It’s finally time that I get going on this food blog I “started” a few months ago. Believe it or not, it seems to be difficult to come across extra time to write a food blog while working a full time job, trying to plan a wedding and honeymoon and simultaneously trying to find an apartment. I know, seems like time would be bountiful...but alas!
The good part about taking a couple months before starting my food blog is that I’ve had some time to think about how I want to go about writing it. As I’ve said, I am by no means a chef….I’m barely a cook. You may ask then, with the hundreds (if not thousands) of other food blogs out there, why even take the time to write another one that will more than likely blend into obscurity. The reason; I just love to cook! Even after a long day at work, I honestly look forward to getting home, firing up the stove and diving head first into the night’s meal. (It doesn’t hurt that my lovely fiancee is usually right next to me in the kitchen!)

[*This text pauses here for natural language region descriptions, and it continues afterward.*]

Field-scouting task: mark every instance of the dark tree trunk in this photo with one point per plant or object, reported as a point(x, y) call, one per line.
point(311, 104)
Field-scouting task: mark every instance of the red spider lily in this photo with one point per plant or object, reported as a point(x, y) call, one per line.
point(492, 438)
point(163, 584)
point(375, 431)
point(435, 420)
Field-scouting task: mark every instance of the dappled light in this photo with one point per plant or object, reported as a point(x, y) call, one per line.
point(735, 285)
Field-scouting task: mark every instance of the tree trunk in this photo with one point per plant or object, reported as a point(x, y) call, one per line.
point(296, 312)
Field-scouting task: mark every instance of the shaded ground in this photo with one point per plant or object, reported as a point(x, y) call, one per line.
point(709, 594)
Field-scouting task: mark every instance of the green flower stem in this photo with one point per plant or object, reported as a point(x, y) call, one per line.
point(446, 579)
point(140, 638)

I also believe that the wholeness of the meal extends beyond the boundaries of the food to include the music you listen to while you cook.
I love baking as much as I love cooking. The idea of taking simple, wholesome ingredients and turning them into something more than the sum of their parts is enough to make me spend an entire Saturday in the kitchen. I remember the first time I made homemade baguettes and I realized that incredible bread could be made with only four simple ingredients. It was a very invigorating idea for me!

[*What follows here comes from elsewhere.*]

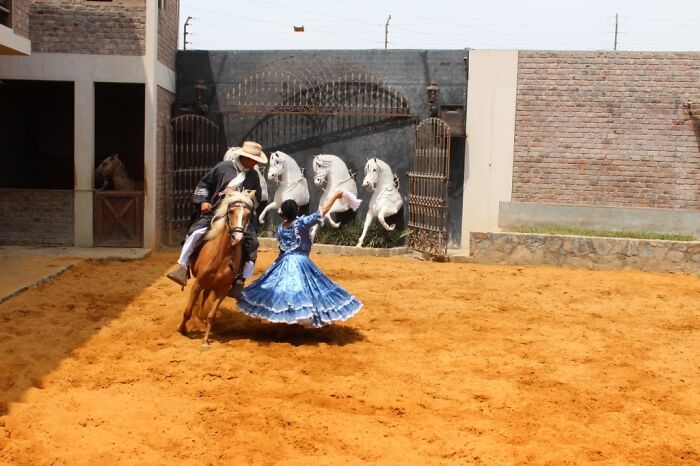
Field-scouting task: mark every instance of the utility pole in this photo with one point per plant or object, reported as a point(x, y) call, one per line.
point(184, 41)
point(386, 32)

With the few months I’ve had to think about the food portion of my website I realized that I want to focus on not only one specific recipe, but rather an entire meal. Most recipe websites I’ve come across do one specific food item per recipe, but when we cook we don’t usually make just one thing. We usually have a protein, a vegetable, a grain, a starch, etc. and I think it’s important that each dish that is made compliments the meal as a whole. So I, for the most part, will be posting blogs about entire meals (wine pairings included) each time I post. I also believe that the wholeness of the meal extends beyond the boundaries of the food to include the music you listen to while you cook. Jessica and I love to listen to music that corresponds to the meal we’re cooking, and I’ll try and always include the playlist we listen to in the blog. Music adds to the whole atmosphere of the night. With the smells of the food cooking and the right music, you can easily be transported to the place your visiting in your meal before you can say “let’s pack.”

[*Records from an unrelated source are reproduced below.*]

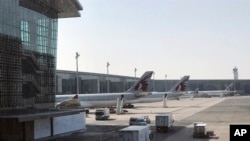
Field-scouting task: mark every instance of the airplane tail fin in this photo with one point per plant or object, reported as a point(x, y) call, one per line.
point(181, 85)
point(141, 86)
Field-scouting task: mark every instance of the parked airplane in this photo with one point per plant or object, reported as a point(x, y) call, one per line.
point(217, 93)
point(139, 89)
point(174, 93)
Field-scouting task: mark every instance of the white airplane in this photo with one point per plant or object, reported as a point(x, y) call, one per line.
point(217, 93)
point(139, 89)
point(174, 93)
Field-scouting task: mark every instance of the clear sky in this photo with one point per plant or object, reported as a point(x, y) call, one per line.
point(205, 39)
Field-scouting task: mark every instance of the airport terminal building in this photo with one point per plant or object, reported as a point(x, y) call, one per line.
point(28, 45)
point(98, 83)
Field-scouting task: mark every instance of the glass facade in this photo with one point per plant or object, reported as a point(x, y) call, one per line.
point(28, 54)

Finally (I know, shut up and get to the recipes), as the name of my website indicates, I live to travel. There is nothing more in the world I like than packing my bags and taking off to pretty much anywhere! Unfortunately, I am not made of money and can’t spend my life traveling, as much as I would love to. So instead, I try as much as I can in my day to day life to “travel at home.” When Jessica and I cook, we love to pick a specific country and cook the entire meal with authentic dishes from that country. So most of the blog posts you’ll see will be country specific dishes as Jessica and I eat our way around the world. Many times we like to pick dishes we’ve never even heard of to try! This means there are often lots of mistakes, and sometimes you’ll read a blog post about a meal we’ve had where after we’ve finished the meal, I may say these dishes didn’t really go well together. I’ll include them in the blog however, because people have different tastes and we all like our food a specific way.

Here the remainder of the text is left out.